My database
| ID | Time | Score |
|:---- |:------:| -----:|
| 1 | 1 | 105 |
| 1 | 2 | 155 |
| 1 | 3 | 100 |
| 2 | 1 | 105 |
| 2 | 2 | 150 |
| 2 | 3 | Na |
How do I calculate the difference between last AVAIABLE score (Highest Time) and first score (Lowest Time)?
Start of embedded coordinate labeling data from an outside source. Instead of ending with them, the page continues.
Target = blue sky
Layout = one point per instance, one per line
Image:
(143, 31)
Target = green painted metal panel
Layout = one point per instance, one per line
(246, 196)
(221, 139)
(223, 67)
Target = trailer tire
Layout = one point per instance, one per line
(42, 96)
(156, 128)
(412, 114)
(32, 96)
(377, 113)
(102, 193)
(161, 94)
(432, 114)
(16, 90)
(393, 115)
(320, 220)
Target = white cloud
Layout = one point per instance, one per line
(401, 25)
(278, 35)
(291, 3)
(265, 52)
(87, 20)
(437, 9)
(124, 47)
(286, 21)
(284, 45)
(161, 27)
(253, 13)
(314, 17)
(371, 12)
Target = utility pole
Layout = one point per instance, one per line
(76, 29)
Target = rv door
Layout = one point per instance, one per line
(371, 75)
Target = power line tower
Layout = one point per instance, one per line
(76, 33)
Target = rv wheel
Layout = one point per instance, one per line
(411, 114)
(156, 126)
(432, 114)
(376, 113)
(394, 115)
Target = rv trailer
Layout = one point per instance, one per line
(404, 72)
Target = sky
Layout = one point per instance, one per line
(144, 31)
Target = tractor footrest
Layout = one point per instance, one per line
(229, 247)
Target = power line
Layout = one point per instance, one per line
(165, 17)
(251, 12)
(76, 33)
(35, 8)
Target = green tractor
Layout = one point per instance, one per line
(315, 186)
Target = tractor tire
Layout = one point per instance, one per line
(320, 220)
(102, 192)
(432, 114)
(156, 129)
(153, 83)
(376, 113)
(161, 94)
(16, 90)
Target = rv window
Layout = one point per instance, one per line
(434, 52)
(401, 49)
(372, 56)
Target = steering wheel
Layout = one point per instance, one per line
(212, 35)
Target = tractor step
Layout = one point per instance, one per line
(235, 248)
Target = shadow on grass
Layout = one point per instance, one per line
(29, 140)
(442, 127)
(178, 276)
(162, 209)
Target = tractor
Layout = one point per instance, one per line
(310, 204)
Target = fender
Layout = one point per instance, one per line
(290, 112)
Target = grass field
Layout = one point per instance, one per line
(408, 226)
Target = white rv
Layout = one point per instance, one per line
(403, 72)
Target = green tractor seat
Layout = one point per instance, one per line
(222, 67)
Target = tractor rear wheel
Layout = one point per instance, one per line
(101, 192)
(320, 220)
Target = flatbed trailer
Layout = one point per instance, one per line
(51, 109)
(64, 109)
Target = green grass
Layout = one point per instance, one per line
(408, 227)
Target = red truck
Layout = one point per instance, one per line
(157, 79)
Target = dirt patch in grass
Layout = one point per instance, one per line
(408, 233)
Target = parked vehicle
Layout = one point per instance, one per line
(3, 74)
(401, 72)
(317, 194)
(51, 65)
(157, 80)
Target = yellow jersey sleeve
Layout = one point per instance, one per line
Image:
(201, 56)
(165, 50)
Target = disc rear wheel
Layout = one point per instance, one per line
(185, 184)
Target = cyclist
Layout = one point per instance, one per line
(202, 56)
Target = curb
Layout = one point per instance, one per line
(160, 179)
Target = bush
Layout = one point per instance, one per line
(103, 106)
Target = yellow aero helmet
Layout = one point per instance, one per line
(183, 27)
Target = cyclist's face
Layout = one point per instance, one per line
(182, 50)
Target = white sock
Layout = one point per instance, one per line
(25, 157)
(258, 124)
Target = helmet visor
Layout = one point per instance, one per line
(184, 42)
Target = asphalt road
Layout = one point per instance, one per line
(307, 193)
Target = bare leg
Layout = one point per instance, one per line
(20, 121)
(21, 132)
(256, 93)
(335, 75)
My code so Far
DB = DB %>%
group_by(ID) %>%
dplyr::mutate (Diff_score = Score[max(Time, na.rm= T) - Score [min(Time, na.rm=T)]) %>%
ungroup()
CodePudding user response:
We can modify the code to get the index of 'Time' with which.max and which.min and use it to the subset the 'Score' to find the difference (inorder to remove the NA cases, create an index 'i1' based on the NA values)
library(dplyr)
DB %>%
na_if("Na") %>%
type.convert(as.is = TRUE) %>%
group_by(ID) %>%
mutate(i1 = complete.cases(Score),
Diff_score = Score[i1][which.max(Time[i1])] -
Score[i1][which.min(Time[i1])], i1 = NULL) %>%
ungroup
-output
# A tibble: 6 × 4
ID Time Score Diff_score
<int> <int> <int> <int>
1 1 1 105 -5
2 1 2 155 -5
3 1 3 100 -5
4 2 1 105 45
5 2 2 150 45
6 2 3 NA 45
Or use the range after converting 'Time' to NA where the 'Score' values are NA and make use of na.rm = TRUE in range for subsetting
DB %>%
na_if("Na") %>%
type.convert(as.is = TRUE) %>%
group_by(ID) %>%
mutate(Diff_score = diff(Score[range(NA^is.na(Score) *Time,
na.rm = TRUE)])) %>%
ungroup
CodePudding user response:
We could also use first and last (with ordering by Time) within the groups:
library(dplyr)
DB |>
group_by(ID) |>
mutate(diff = last(Score[!is.na(Score)], order_by = Time) - first(Score[!is.na(Score)], order_by = Time)) |>
ungroup()
Output:
# A tibble: 6 × 4
ID Time Score diff
<dbl> <dbl> <dbl> <dbl>
1 1 1 105 -5
2 1 2 155 -5
3 1 3 100 -5
4 2 1 105 45
5 2 2 150 45
6 2 3 NA 45
Data:
library(readr)
DB <- read_delim("ID | Time | Score
1 | 1 | 105
1 | 2 | 155
1 | 3 | 100
2 | 1 | 105
2 | 2 | 150
2 | 3 | NA ", delim = "|", trim_ws = TRUE)